Really, is NFL quarterback such a significant job that they can come in only one shape and style? Why does this possibly bother anyone so much?

The kid wins when it matters. Period.

Yes, I think it’s frightening that, in a poll released this week, 43 percent of Americans say they believe divine intervention plays a part in Tebow’s success. And when any warped segment of society uses an NFL quarterback’s performance to validate their own belief system — Tebow wins, the Christian right kneels; he loses, agnostic and atheists everywhere high-five to nth power — it’s downright disturbing.

Make no mistake. Tebow’s public displays of his devotion to his faith foster the issue. And we, the media, also need to take responsibility for the fervor surrounding the Denver Broncos quarterback. Every TV director shouting through their cameramen’s earpieces — “Damn it, Bob, he’s kneeling again, get that close-up now!” — have thrown religion in our faces more than the guy actually bowing to his higher power.

But a faith-based person convinced their path should be your path and a knee-jerk American media are not new.

Quarterback zealots are.

Here’s why I have suddenly begun to root for Tebow: His performances have devalued every NFL analyst who tried to devalue him. He hasn’t raised uncomfortable feelings about how far an athlete should go in promoting his religious beliefs as much as he has raised real questions about the homogenization of the quarterback position.

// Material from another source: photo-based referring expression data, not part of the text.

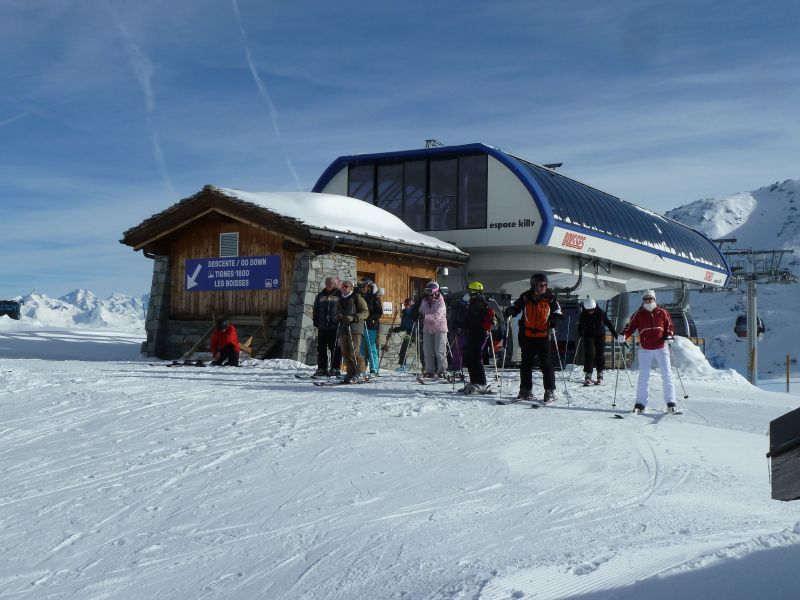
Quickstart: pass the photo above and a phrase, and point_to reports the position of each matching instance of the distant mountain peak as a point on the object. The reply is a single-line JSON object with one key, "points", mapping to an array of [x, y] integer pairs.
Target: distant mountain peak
{"points": [[81, 308], [764, 219]]}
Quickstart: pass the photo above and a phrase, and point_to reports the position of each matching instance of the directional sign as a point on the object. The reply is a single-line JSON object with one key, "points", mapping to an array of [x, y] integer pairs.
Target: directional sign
{"points": [[233, 273]]}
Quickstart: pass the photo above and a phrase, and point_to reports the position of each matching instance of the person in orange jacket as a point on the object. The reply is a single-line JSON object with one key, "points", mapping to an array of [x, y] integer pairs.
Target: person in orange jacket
{"points": [[225, 344], [656, 333]]}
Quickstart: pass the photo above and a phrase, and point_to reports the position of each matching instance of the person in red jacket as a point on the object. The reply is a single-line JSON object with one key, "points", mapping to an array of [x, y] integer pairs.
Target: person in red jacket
{"points": [[655, 335], [225, 344]]}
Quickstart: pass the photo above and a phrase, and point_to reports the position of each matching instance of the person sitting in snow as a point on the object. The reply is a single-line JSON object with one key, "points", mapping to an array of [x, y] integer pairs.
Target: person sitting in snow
{"points": [[592, 330], [225, 344], [655, 336]]}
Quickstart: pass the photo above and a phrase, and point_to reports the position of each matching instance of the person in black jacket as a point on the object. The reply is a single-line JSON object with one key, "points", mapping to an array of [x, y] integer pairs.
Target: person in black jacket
{"points": [[351, 313], [478, 323], [592, 331], [324, 318], [370, 292], [541, 313]]}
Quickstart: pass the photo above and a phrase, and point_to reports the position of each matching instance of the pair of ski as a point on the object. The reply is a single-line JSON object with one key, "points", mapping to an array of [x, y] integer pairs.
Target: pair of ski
{"points": [[178, 363], [333, 383], [669, 411], [533, 403]]}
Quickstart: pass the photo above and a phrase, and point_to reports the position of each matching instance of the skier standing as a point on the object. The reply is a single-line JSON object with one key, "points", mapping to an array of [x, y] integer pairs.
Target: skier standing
{"points": [[592, 330], [434, 334], [541, 312], [324, 318], [370, 293], [479, 317], [656, 333], [406, 327], [351, 314]]}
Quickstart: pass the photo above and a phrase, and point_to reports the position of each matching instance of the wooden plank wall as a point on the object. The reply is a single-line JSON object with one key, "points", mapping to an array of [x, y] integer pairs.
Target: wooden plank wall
{"points": [[201, 240], [393, 273]]}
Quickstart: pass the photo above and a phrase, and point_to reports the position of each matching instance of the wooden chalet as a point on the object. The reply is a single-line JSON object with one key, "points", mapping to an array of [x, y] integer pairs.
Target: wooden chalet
{"points": [[260, 259]]}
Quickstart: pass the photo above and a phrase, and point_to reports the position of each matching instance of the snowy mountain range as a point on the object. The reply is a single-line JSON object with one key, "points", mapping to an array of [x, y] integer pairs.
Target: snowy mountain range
{"points": [[81, 308], [765, 219]]}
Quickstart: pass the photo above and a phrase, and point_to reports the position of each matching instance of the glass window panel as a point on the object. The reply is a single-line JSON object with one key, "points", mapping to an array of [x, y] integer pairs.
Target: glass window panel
{"points": [[390, 189], [472, 191], [361, 181], [443, 194], [414, 182]]}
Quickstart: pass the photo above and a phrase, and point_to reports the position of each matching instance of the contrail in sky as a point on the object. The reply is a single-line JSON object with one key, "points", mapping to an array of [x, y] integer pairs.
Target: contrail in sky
{"points": [[14, 118], [262, 89], [143, 70]]}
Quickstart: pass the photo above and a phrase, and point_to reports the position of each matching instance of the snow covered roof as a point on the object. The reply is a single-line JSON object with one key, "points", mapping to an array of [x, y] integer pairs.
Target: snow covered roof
{"points": [[322, 217], [339, 214]]}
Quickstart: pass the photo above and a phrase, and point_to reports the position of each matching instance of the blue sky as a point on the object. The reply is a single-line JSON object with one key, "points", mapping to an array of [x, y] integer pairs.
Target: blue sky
{"points": [[110, 111]]}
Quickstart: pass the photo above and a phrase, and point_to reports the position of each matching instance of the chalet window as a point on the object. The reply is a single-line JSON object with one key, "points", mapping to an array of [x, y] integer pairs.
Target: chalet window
{"points": [[429, 194], [229, 244], [416, 286], [443, 194], [390, 189], [361, 183], [415, 183], [472, 191]]}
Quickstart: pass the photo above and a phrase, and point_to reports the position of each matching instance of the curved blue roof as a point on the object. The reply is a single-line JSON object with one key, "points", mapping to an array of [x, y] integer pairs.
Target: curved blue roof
{"points": [[575, 206]]}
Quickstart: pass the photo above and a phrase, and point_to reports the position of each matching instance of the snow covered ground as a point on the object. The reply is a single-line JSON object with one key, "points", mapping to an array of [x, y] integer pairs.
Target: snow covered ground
{"points": [[119, 479]]}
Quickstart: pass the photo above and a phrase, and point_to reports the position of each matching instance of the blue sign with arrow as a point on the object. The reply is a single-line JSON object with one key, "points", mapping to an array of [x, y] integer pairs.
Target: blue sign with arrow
{"points": [[233, 273]]}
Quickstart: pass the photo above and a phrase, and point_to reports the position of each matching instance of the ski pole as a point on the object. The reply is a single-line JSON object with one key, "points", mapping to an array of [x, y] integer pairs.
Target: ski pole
{"points": [[616, 377], [494, 358], [385, 346], [505, 353], [678, 371], [624, 362], [575, 358], [560, 364]]}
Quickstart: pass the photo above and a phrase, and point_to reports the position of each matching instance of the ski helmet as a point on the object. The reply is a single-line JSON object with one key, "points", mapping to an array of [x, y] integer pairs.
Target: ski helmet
{"points": [[538, 278]]}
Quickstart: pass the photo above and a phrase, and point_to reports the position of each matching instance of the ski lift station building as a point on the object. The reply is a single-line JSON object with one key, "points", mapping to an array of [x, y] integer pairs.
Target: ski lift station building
{"points": [[514, 217]]}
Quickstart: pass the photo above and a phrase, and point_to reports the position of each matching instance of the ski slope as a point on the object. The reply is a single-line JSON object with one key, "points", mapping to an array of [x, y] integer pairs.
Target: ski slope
{"points": [[119, 479]]}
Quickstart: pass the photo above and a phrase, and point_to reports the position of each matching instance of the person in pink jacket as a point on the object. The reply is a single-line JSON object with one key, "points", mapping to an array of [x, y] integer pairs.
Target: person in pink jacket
{"points": [[433, 311], [656, 333]]}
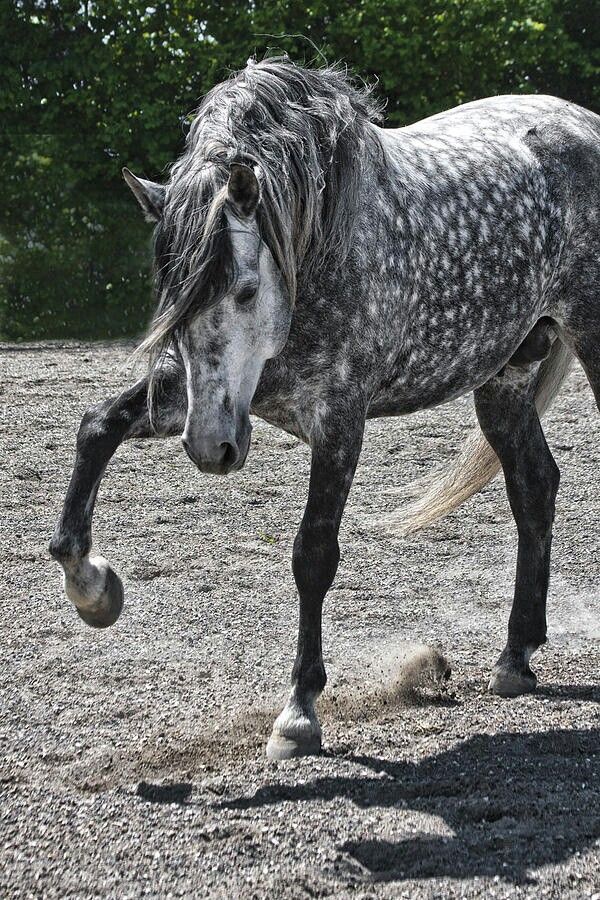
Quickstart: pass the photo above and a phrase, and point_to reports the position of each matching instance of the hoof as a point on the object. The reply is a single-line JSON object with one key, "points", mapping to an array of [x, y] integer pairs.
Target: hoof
{"points": [[97, 592], [505, 683], [296, 731], [280, 747]]}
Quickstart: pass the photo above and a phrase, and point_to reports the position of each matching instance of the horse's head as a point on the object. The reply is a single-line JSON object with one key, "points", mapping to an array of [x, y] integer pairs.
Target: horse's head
{"points": [[226, 313]]}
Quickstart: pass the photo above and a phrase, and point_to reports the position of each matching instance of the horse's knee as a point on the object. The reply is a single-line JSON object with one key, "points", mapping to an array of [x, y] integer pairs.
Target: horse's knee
{"points": [[99, 425]]}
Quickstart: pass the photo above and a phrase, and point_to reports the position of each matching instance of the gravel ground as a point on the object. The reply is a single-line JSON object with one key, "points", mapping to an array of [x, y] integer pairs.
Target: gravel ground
{"points": [[133, 758]]}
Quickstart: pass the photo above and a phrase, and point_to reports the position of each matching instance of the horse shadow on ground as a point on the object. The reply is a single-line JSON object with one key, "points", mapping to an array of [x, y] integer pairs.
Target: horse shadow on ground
{"points": [[514, 802]]}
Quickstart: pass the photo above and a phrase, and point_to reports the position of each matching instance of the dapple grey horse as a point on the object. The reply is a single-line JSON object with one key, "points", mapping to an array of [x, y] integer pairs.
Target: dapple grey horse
{"points": [[316, 269]]}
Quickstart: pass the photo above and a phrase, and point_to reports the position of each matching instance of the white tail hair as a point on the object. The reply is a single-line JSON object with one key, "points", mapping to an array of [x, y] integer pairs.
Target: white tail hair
{"points": [[477, 463]]}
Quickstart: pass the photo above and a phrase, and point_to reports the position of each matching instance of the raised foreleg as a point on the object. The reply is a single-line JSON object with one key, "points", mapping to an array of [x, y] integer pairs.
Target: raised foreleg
{"points": [[508, 417], [296, 731], [90, 583]]}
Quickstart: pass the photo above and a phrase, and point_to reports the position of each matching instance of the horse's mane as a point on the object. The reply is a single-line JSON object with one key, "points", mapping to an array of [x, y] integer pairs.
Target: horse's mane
{"points": [[305, 133]]}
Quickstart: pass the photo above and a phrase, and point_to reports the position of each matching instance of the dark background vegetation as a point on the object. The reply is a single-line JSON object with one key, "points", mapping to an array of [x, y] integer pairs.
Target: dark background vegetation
{"points": [[86, 88]]}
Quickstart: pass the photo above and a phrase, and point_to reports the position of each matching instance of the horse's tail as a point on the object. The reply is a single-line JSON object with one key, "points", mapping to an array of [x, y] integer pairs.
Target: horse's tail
{"points": [[477, 463]]}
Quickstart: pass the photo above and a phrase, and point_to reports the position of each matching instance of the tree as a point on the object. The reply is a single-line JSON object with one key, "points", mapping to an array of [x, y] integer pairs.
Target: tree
{"points": [[88, 87]]}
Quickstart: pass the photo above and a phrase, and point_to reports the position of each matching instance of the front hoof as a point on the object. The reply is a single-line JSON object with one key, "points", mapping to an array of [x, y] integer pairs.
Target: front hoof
{"points": [[281, 747], [507, 683], [296, 731], [97, 592]]}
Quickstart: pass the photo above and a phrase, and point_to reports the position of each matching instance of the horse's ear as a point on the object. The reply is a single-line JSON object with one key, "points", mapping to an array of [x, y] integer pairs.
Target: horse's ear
{"points": [[243, 191], [149, 195]]}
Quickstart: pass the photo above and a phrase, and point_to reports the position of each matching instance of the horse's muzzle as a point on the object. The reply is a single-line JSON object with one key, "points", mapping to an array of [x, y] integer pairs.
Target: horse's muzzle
{"points": [[215, 456]]}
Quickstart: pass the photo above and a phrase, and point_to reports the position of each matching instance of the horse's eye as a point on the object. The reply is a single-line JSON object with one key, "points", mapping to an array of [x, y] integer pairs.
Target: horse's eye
{"points": [[246, 295]]}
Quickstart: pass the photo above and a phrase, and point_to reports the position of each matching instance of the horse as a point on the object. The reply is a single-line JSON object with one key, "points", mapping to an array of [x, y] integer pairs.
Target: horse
{"points": [[317, 269]]}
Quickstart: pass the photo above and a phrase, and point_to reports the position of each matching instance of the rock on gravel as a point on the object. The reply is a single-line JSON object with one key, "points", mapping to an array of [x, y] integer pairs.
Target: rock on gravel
{"points": [[132, 760]]}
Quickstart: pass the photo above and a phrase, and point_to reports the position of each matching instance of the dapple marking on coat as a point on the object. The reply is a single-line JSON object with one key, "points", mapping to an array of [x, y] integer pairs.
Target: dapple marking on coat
{"points": [[316, 269]]}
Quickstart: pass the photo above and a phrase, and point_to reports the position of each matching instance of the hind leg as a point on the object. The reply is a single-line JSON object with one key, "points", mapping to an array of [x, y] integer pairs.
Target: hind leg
{"points": [[508, 417]]}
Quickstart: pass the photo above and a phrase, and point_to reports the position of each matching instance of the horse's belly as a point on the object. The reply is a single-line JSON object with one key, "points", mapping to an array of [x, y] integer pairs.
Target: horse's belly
{"points": [[427, 376]]}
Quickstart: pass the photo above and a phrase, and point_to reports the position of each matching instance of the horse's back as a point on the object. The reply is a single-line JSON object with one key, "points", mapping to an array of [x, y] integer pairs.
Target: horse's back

What all the Radical Marino-ites forget is their way is not a sure path to the Lombardi Trophy. I mean, ask Marino.

When it’s a quarterback’s turn to stand before the pearly gates of Canton, St. John (Unitas) and St. Joseph (Montana) will ask, “What have you done?” Not, “How did you do it?’”

Tebow is showing the small-minded NFL there’s more than one path to playoff salvation.

Every victory is a stand against the myopic, drop-back purists who weekly predict doom for a read-option quarterback who is a better runner than passer. Every time Tebow wins — however ugly it might be — it carves another hole in conventional logic regarding how the position should be played to be successful.

All these quarterback zealots need to learn this: To think your way is the only way is not merely close-minded; it’s being an NFL elitist. And in the little world of sport it’s as annoying as someone who arrogantly believes they have followed a deeper, richer spiritual path than the poor, lost souls orbiting their universe.

You want fanaticism? I would argue the unabated passion over his critics’ certainty of his eventual failure makes us root against them almost more than we root for Tebow. I love how they raise the bar each week. It began with, “He’ll never be a starter,” and became, “He can’t lead a team to the playoffs.” Now it’s morphed into “He’ll never lead a team to the Super Bowl,” which means he already has done enough to enter into the same conversation we are having about Tony Romo.

Bottom line, I am no longer torn between rooting for Tebow against the Forces of Darkness — mainly because Bill Belichick has a string of early playoff defeats already.

I’m fully on board. Not because I believe a quarterback for the Broncos is seated at the right hand of the Father. No, because Tebow is indeed doing his best to save the world from a virulent strain of a dangerous religion, one usually practiced in well-lit television studios. It’s called evangelical Unitas-ism, and its acolytes need to be more accepting of all forms of quarterbacking. Or go away.

If Tim Tebow keeps shutting them up, God bless him.